As previously revealed by FTAdviser, many Sipp providers withhold bank interest and only pass on a portion to clients. This reduces the amount clients receive in interest, but in some cases rates remain above average despite the provider retaining a portion of the amount paid by the bank.

Some providers are thought to make up to 40 per cent of their profits from retained account interest. Last year, AJ Bell’s interim statement revealed that its £5m drop in profits was “entirely” due to the fall in bank rate on the cash account.

The European Banking Authority’s new rules state that any money banks hold on deposit will have to be matched with liquid assets that could cover the deposits within a 30-day period.

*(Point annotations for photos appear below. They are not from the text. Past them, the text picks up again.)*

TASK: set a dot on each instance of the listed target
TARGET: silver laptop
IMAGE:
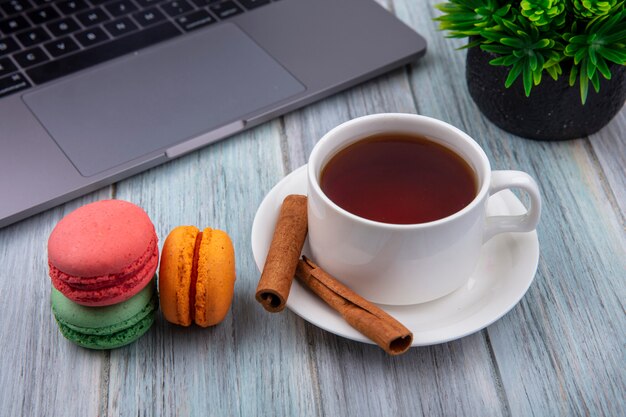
(92, 91)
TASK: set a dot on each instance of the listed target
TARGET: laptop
(93, 91)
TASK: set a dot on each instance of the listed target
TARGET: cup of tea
(397, 206)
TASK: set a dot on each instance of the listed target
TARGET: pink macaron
(103, 253)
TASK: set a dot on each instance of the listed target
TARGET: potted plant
(543, 69)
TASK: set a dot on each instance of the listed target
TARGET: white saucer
(506, 269)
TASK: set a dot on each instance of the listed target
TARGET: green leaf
(528, 80)
(515, 43)
(580, 54)
(619, 57)
(552, 71)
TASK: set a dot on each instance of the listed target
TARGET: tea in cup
(397, 206)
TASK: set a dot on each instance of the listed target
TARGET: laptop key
(13, 84)
(101, 53)
(195, 20)
(120, 27)
(176, 7)
(6, 67)
(15, 6)
(91, 36)
(13, 24)
(8, 46)
(149, 16)
(92, 17)
(225, 9)
(33, 36)
(148, 3)
(251, 4)
(43, 15)
(72, 6)
(61, 46)
(120, 8)
(42, 2)
(63, 26)
(31, 57)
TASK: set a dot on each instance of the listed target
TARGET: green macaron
(106, 327)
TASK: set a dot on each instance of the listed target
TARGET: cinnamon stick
(280, 265)
(361, 314)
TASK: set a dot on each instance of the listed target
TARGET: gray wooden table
(559, 352)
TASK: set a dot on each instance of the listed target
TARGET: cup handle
(527, 222)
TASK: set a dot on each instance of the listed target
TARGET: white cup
(400, 264)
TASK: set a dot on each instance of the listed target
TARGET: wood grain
(559, 352)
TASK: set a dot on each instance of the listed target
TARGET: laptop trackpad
(160, 97)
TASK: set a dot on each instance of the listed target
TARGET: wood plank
(609, 145)
(40, 371)
(252, 362)
(358, 379)
(563, 341)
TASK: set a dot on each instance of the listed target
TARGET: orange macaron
(196, 276)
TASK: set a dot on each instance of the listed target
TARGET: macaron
(106, 327)
(196, 276)
(103, 253)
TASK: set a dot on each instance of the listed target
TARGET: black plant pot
(553, 111)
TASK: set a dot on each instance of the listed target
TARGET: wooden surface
(559, 352)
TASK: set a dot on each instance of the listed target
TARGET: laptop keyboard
(41, 40)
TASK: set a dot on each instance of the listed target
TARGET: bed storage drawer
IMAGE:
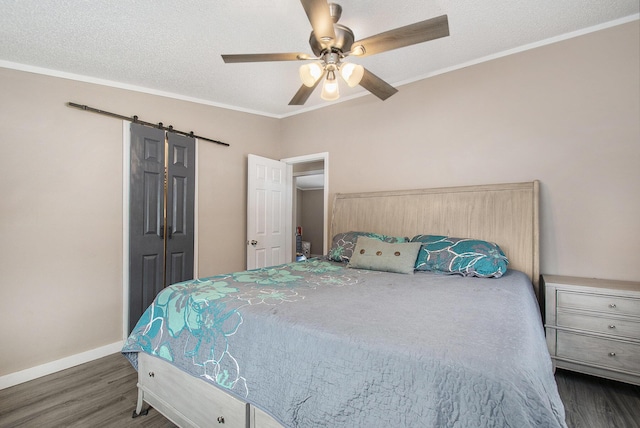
(613, 354)
(162, 383)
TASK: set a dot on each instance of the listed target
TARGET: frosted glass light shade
(352, 74)
(330, 89)
(310, 73)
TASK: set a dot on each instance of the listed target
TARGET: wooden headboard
(506, 214)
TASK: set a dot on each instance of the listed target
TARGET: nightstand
(593, 326)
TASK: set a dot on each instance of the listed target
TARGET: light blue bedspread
(316, 344)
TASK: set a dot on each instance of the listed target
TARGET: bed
(325, 343)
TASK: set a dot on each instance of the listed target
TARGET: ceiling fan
(331, 43)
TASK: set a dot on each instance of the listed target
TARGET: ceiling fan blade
(376, 85)
(266, 57)
(304, 92)
(321, 21)
(408, 35)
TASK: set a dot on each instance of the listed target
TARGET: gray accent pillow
(374, 254)
(343, 244)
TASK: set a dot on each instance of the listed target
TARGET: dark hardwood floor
(103, 393)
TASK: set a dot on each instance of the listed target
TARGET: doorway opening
(309, 204)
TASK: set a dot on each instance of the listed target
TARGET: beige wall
(61, 207)
(566, 114)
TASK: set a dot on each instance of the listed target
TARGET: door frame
(323, 156)
(126, 172)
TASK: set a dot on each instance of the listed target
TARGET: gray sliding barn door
(180, 197)
(161, 214)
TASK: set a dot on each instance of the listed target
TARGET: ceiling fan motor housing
(343, 41)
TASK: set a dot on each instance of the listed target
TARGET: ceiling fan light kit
(332, 42)
(330, 90)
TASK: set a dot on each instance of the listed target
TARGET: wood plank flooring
(103, 393)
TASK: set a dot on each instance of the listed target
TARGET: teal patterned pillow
(468, 257)
(343, 244)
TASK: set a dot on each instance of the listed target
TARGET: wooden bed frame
(506, 214)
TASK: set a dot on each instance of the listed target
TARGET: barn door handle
(169, 232)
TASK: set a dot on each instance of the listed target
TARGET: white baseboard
(55, 366)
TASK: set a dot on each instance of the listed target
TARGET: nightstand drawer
(605, 325)
(599, 303)
(602, 352)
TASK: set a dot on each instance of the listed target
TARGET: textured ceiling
(174, 47)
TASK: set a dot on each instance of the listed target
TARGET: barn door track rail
(135, 119)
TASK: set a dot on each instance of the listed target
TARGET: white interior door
(268, 190)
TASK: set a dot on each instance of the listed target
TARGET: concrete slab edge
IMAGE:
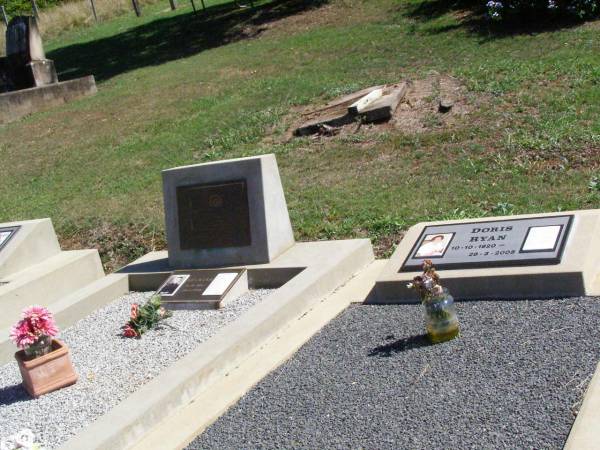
(180, 383)
(180, 428)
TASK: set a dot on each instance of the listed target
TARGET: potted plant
(440, 314)
(44, 362)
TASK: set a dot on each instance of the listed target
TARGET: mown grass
(177, 88)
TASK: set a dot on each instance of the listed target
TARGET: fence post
(4, 18)
(36, 12)
(94, 10)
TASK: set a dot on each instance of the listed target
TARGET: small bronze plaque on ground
(203, 288)
(512, 242)
(6, 234)
(213, 215)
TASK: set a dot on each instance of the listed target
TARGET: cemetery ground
(291, 362)
(177, 88)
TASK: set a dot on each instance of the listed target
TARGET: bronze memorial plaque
(213, 215)
(198, 289)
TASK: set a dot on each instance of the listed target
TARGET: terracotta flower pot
(49, 372)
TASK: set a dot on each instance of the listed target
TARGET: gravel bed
(514, 379)
(110, 367)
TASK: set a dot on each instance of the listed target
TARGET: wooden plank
(360, 105)
(345, 101)
(314, 125)
(384, 107)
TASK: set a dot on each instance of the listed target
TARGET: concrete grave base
(310, 272)
(16, 104)
(578, 273)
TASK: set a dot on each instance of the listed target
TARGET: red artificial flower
(134, 311)
(128, 331)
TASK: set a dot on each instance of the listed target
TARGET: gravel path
(110, 367)
(369, 380)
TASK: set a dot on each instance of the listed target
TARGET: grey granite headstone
(530, 256)
(513, 242)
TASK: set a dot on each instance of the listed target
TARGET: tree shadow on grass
(400, 345)
(171, 38)
(471, 15)
(13, 394)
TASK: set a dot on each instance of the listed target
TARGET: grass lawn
(177, 88)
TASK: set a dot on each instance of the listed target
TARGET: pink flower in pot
(44, 362)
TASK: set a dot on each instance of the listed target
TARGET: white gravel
(110, 367)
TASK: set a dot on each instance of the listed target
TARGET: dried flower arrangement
(145, 317)
(440, 314)
(427, 285)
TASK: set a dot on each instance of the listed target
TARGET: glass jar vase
(441, 321)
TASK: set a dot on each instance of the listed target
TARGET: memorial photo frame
(172, 284)
(536, 234)
(432, 247)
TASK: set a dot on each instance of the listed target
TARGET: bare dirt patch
(418, 112)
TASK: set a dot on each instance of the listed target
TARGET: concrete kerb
(328, 265)
(585, 433)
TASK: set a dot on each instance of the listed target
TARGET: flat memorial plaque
(512, 242)
(202, 288)
(213, 215)
(6, 234)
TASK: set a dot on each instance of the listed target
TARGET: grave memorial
(25, 65)
(529, 256)
(226, 213)
(28, 80)
(203, 289)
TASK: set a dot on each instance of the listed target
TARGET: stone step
(46, 282)
(73, 307)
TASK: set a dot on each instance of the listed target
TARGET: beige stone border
(325, 266)
(585, 433)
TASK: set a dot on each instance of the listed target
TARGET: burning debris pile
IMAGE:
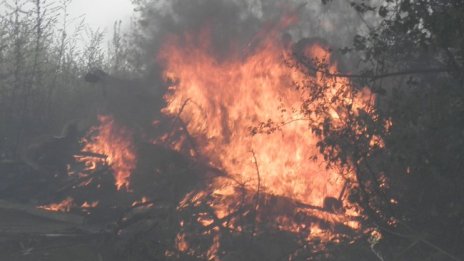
(234, 172)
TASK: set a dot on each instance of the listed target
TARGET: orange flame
(116, 143)
(220, 100)
(63, 206)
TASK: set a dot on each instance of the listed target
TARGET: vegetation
(406, 150)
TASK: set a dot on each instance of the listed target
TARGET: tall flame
(220, 100)
(115, 142)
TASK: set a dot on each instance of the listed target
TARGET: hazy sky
(101, 13)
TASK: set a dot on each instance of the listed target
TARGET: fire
(115, 142)
(63, 206)
(221, 100)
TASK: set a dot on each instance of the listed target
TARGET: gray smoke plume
(238, 21)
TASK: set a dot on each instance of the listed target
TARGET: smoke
(234, 24)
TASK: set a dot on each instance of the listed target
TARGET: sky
(101, 13)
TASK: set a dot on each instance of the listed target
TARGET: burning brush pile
(234, 171)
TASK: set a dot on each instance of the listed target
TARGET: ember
(115, 142)
(254, 88)
(63, 206)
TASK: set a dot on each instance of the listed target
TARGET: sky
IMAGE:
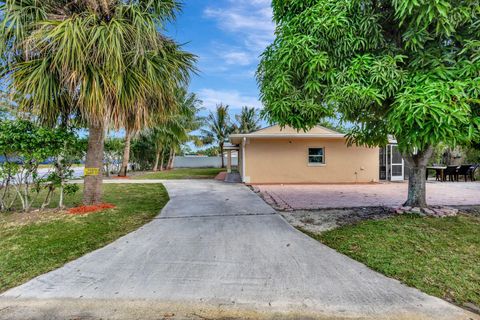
(228, 37)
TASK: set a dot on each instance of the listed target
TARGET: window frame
(316, 164)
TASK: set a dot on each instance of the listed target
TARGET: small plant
(25, 146)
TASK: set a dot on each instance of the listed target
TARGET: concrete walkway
(218, 251)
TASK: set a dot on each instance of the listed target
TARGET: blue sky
(227, 36)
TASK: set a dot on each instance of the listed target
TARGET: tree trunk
(92, 192)
(126, 155)
(157, 158)
(170, 159)
(417, 177)
(221, 155)
(161, 161)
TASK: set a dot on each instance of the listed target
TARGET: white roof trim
(288, 135)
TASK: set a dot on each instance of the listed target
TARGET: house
(320, 155)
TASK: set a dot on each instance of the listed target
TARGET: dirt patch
(317, 221)
(91, 208)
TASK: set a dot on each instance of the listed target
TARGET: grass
(30, 249)
(438, 256)
(182, 173)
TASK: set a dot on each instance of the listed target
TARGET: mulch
(91, 208)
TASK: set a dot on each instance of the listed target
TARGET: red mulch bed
(90, 209)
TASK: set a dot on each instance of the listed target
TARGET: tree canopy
(403, 67)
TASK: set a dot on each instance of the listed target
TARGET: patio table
(440, 168)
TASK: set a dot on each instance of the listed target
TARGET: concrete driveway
(218, 251)
(298, 197)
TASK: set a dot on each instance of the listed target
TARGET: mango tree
(405, 68)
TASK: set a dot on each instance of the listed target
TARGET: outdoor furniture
(464, 171)
(450, 173)
(472, 170)
(439, 172)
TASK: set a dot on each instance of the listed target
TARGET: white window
(316, 156)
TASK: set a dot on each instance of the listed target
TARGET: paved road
(218, 251)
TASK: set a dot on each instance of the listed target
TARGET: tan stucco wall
(286, 161)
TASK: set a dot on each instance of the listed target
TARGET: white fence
(201, 162)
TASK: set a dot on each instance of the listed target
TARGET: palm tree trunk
(417, 178)
(157, 158)
(161, 161)
(170, 159)
(92, 192)
(126, 155)
(221, 155)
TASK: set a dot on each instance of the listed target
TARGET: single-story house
(320, 155)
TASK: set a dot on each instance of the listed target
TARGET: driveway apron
(219, 247)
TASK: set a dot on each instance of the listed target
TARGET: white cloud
(250, 20)
(233, 98)
(237, 57)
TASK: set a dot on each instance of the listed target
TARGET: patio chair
(472, 171)
(451, 173)
(464, 171)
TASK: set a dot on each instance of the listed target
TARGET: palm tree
(102, 61)
(247, 121)
(174, 128)
(218, 127)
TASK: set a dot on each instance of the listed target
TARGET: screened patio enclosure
(392, 165)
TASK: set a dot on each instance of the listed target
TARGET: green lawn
(182, 173)
(30, 249)
(438, 256)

This reduces the bank’s ability to earn their crust on such deposits and many may turn to those sources where they are likely to get a better return, with the types of cash held on deposit with Sipps likely to be an unintended victim of the EBA’s regulation.

John Moret, principal of consultancy business MoretoSipps, said that the key issue for Sipp providers will be profitability and if the income stream from bank deposits is curtailed then they will have to look elsewhere for income.

“This all comes at a time when Sipp providers costs are increasing as a result of regulatory change and the costs of re-designing systems and processes to be fit for the post-April regime; not to mention growing competition from platform providers.”

Martin Tilley, director of technical services at Dentons, added: “We have already seen some posting of significantly reduced profits for one or two operators where the interest rate reductions have already bitten and trail returns have been reduced; this may well be a continuing trend over the next 12 months.”